More plane tickets. Up and back in a day. Stale airline peanuts and pretzels. Navigation in unknown neighborhoods by GPS. We find the place after several wrong turns. (GPS PCBA manufacturer was obviously the low-bidder.) Facility tour. Lots of bad boards. Really old boards too, ’70s-era through-hole technology. Makes me never want to set foot on an airliner again. Lots of people milling about looking semi-busy, hoping a discerning individual won’t notice they aren’t really busy. Work expanding to fill the time and space available, while accomplishing little. Nobody with a sense of urgency (government business). Must be nice. Short of committing a felony, you have a lifetime job. More questions. More PowerPoints. By implication, more analysis. Reiteration of intent to have a build-off with our immediate competition. But when? Where’s the RFQ? We fly home wondering where things stand. Will our hundreds of research and engineering hours ever be compensated?
August 2014. The RFQ finally comes, listing 11 leading PCBA candidates for Bonepile rehabilitation. The Prime wants a quote for each, but assures us again that initially the program will involve one or two part numbers that are representative samples of the larger whole. If we prove ourselves on two boards, then many more boards will follow. This is urgent. We are implored to return our quote by the 15th. A few days later the deadline is extended five days because the other guys need more time. We don’t, so we go ahead and submit. Cue crickets.

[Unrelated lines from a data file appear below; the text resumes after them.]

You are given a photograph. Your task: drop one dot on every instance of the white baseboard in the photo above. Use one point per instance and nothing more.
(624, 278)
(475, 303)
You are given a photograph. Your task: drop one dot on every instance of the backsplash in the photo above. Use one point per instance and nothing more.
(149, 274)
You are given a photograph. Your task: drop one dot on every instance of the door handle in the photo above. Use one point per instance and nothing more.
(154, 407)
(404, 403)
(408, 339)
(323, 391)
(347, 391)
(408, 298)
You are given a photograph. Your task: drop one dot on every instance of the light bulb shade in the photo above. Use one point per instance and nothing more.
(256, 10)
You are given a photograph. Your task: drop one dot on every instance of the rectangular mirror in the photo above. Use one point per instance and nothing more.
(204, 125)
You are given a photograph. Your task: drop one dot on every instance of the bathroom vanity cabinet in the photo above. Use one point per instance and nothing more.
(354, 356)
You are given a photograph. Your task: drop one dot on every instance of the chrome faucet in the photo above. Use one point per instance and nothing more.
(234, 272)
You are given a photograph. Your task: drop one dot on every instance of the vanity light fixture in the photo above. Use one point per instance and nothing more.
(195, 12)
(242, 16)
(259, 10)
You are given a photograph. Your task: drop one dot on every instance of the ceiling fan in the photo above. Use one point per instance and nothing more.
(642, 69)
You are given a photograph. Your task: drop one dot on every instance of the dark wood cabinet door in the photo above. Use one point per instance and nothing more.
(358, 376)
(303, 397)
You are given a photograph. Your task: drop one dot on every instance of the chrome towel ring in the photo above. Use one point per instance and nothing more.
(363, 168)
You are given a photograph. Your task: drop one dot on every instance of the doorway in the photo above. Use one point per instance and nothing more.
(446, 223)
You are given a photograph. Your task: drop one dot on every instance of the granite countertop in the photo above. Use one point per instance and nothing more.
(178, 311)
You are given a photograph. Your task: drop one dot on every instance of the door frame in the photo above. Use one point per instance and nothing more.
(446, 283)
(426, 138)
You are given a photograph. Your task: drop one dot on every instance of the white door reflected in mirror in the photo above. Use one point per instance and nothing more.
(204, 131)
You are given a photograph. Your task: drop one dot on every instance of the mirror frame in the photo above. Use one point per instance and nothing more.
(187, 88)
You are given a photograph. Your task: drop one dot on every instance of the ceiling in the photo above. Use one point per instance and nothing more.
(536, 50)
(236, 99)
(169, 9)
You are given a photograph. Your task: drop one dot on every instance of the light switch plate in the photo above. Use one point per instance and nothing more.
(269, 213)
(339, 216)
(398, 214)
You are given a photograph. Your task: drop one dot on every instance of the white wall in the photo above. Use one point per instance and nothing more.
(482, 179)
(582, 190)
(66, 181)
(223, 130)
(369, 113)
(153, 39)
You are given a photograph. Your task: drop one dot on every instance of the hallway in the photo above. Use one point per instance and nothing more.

One week later, summary judgment and sudden death. A Dear John Letter. Thank you for participating. We value your input, after careful consideration, blah blah blah. The whole outsourcing program is being abandoned (again) in favor of internal resources and a new capitalization initiative, whatever that means. Too expensive, too time-consuming, and too unwieldy to outsource to vendors not set up officially in the ways of The Prime. Too risky. Wouldn’t be prudent. Too much explaining to do to the Feds. Thanks for your input, though. We’ll keep it on file, and keep you in mind (@^$^@@^!@$$!!) for future projects. Oh, and through this process, we learned a lot, for which you have our thanks. Good luck in future endeavors. Have a nice day.
Management has spoken. The case is closed.
Lucy pulled the ball again. Only this time Charlie Brown has a concussion.
Bye-bye, Bonepile. Which, of course, keeps growing.
And that business opportunity?
T-shirts. Emblazoned on them, the following: “Engineering is not free. You still have a problem, and we still have a solution. Ask The Prime.”
Should sell about five million worth of ’em.